A number of Portland’s old and ineffably haughty families got their wealth by stealing the school lands which the government had given to the people of the state; now other families are on the way to becoming haughty upon the basis of real estate manipulations of the school board, and the sale of school supplies at double prices. The boss of the Oregon political machine is Mr. A. L. Mills, president of the First National Bank; for the past ten years he has kept a political agent to run the state legislature. The machine sent down to Los Angeles for copies of Woodworth’s Clum’s pamphlet, “America Is Calling,” for distribution in Oregon; and from these dragon’s teeth resulted a whole crop of legislative vermin—a bill requiring every school teacher to take an oath of loyalty, a bill forbidding aliens to teach in the schools; a bill barring any teacher who “either publicly or privately engages in destructive or undermining criticism of our government”; a bill requiring “the teaching of the Constitution in all public and private schools”—meaning, of course, the teaching of the Constitution as a bulwark of special privilege.

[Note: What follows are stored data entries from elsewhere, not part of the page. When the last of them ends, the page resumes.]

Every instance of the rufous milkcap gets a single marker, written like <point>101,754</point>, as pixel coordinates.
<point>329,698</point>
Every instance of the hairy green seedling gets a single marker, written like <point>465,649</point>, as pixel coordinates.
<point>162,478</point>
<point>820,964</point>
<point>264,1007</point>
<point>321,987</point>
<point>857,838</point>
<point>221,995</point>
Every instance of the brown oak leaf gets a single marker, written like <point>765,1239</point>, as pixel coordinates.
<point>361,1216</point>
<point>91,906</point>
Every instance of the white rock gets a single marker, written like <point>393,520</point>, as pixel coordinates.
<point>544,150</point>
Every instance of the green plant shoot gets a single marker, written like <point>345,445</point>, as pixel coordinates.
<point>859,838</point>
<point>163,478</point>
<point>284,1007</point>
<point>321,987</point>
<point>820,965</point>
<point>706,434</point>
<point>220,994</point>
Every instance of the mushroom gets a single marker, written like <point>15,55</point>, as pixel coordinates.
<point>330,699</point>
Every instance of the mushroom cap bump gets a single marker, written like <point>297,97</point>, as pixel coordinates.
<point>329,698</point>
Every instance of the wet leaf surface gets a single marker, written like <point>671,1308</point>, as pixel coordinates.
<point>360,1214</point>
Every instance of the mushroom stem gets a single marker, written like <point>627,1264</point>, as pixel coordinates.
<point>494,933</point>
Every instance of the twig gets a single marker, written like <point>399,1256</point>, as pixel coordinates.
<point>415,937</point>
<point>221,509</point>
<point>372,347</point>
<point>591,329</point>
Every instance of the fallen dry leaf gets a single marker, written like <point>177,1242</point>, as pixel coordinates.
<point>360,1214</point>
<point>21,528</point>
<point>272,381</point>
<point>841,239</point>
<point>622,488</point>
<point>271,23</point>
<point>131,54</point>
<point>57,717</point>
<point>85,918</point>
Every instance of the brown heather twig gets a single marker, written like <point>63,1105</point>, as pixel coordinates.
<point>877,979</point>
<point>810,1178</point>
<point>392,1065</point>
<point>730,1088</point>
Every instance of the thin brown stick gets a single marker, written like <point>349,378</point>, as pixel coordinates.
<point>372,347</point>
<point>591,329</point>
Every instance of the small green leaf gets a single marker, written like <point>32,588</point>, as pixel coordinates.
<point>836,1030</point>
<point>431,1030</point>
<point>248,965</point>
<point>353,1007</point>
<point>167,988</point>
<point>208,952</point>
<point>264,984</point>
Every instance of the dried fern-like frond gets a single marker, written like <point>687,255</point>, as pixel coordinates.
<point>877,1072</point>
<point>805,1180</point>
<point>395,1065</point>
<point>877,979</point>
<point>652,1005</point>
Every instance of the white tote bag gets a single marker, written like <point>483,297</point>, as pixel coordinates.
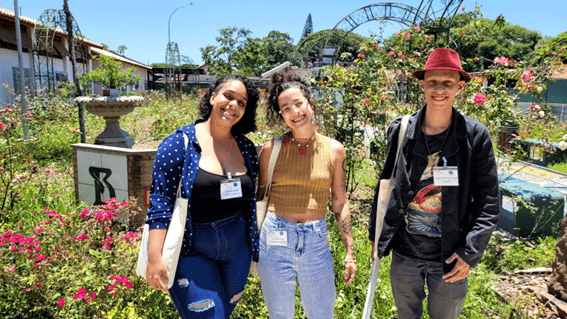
<point>385,191</point>
<point>262,205</point>
<point>173,238</point>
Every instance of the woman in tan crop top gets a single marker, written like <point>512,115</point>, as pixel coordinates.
<point>310,169</point>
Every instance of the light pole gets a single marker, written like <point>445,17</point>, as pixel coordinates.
<point>168,22</point>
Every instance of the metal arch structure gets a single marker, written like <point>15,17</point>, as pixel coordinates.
<point>304,50</point>
<point>43,47</point>
<point>401,13</point>
<point>389,11</point>
<point>172,65</point>
<point>433,21</point>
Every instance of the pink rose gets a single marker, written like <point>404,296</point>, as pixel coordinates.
<point>479,99</point>
<point>526,76</point>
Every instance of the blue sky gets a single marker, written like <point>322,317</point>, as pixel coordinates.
<point>142,25</point>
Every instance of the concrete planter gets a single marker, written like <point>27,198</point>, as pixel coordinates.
<point>111,109</point>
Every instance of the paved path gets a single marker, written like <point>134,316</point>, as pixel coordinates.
<point>541,176</point>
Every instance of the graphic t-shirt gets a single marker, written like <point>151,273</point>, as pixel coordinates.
<point>419,235</point>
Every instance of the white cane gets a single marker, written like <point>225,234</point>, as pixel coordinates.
<point>385,191</point>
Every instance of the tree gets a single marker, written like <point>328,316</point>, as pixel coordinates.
<point>308,28</point>
<point>277,48</point>
<point>554,48</point>
<point>121,49</point>
<point>346,44</point>
<point>224,58</point>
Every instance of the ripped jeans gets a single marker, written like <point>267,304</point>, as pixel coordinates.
<point>210,282</point>
<point>306,259</point>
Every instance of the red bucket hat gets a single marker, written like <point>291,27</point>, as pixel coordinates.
<point>443,59</point>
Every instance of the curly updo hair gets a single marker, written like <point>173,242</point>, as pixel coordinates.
<point>247,123</point>
<point>280,82</point>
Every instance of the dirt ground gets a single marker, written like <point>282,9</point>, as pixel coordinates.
<point>519,289</point>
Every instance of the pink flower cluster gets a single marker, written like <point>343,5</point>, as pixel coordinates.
<point>81,294</point>
<point>526,76</point>
<point>130,235</point>
<point>502,60</point>
<point>479,98</point>
<point>104,216</point>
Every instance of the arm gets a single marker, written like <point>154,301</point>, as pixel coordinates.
<point>264,163</point>
<point>485,209</point>
<point>165,180</point>
<point>341,209</point>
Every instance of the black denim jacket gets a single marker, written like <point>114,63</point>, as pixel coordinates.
<point>470,211</point>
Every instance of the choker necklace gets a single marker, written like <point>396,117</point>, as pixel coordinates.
<point>303,150</point>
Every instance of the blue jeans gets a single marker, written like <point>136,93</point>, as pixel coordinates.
<point>408,277</point>
<point>306,259</point>
<point>210,282</point>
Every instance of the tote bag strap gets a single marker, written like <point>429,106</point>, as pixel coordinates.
<point>273,158</point>
<point>186,139</point>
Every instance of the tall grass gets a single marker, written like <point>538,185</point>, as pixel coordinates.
<point>47,182</point>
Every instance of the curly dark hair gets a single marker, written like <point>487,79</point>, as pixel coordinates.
<point>247,123</point>
<point>280,82</point>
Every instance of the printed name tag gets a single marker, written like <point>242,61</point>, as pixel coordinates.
<point>446,176</point>
<point>231,188</point>
<point>277,238</point>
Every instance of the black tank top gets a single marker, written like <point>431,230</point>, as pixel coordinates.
<point>206,203</point>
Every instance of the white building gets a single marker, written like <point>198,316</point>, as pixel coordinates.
<point>62,70</point>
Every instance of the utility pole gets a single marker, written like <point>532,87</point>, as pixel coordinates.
<point>71,40</point>
<point>25,122</point>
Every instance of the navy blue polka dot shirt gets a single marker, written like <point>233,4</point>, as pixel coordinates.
<point>173,165</point>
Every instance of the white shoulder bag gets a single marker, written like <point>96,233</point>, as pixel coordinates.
<point>173,238</point>
<point>385,191</point>
<point>262,205</point>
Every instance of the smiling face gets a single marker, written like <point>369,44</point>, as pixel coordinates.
<point>229,104</point>
<point>440,88</point>
<point>295,109</point>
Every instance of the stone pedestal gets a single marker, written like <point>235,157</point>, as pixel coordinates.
<point>557,284</point>
<point>111,109</point>
<point>104,172</point>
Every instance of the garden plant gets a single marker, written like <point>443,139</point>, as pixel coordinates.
<point>60,259</point>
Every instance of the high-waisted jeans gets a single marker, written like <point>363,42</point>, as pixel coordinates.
<point>210,282</point>
<point>307,259</point>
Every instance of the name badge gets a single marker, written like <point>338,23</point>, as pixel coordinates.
<point>277,238</point>
<point>231,188</point>
<point>446,176</point>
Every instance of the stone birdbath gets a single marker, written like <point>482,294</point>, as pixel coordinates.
<point>111,109</point>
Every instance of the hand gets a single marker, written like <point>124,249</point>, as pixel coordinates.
<point>156,275</point>
<point>350,271</point>
<point>460,271</point>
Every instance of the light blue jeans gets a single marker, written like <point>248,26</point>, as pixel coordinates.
<point>409,276</point>
<point>306,259</point>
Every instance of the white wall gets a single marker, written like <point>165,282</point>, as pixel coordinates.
<point>9,59</point>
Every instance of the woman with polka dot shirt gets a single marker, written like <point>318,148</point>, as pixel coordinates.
<point>217,172</point>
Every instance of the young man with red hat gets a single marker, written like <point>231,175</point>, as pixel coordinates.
<point>445,202</point>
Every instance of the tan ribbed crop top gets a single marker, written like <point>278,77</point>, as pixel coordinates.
<point>301,182</point>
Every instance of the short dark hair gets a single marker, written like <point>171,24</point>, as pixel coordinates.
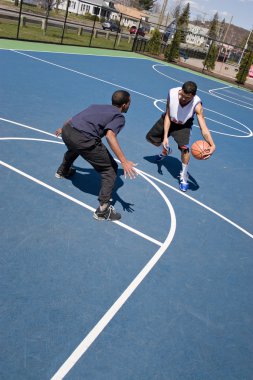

As the directing staff of the public schools of Portland, Mr. Mills has selected a group of educators about whom I have yet to hear anything good. To call them uneducated educators would not tell you much; so come with me and make the acquaintance of Mr. D. A. Grout, superintendent of schools for a quarter of a million people. Mr. Grout is clammy and cold in his personal dealings, but in literary composition and oratory he expands and reveals himself. He takes a parental attitude towards his teachers, gathering them in large assemblies to instruct and inspire them. He composes verses, and has the teachers learn and recite these verses before him. He tells them stories with moral lessons, and then prints the stories in the official “School Bulletin.” One of these stories had to do with the philosophy of an old Negro, who was accustomed to say on all occasions: “Make the most of life today, ’caze you don’t know what may come along tomorrow.” A group of teachers declared to me that in telling the story Mr. Grout repeated this formula eight times; but I suspect these teachers of inaccuracy—because, as Mr. Grout publishes the story in the “School Bulletin,” September 6, 1919, he repeats it only three times, and then varies it for another three times as follows: “Make the most of life today, ’caze we do know what may come along tomorrow.”

Two or three years ago Mr. Grout went East to attend a convention of the National Education Association. His expenses were paid by the city; he has done considerable traveling at the city’s expense—$4,995.08 in the past three years. Superintendents do this traveling upon the theory that they will meet other great educators and bring home new ideas and inspirations. “We do get so tired,” said one of Mr. Grout’s flock, in telling me about it. “We do so crave a little bit of enthusiasm, something to make us think it’s worth while to go on with the old, dead routine!”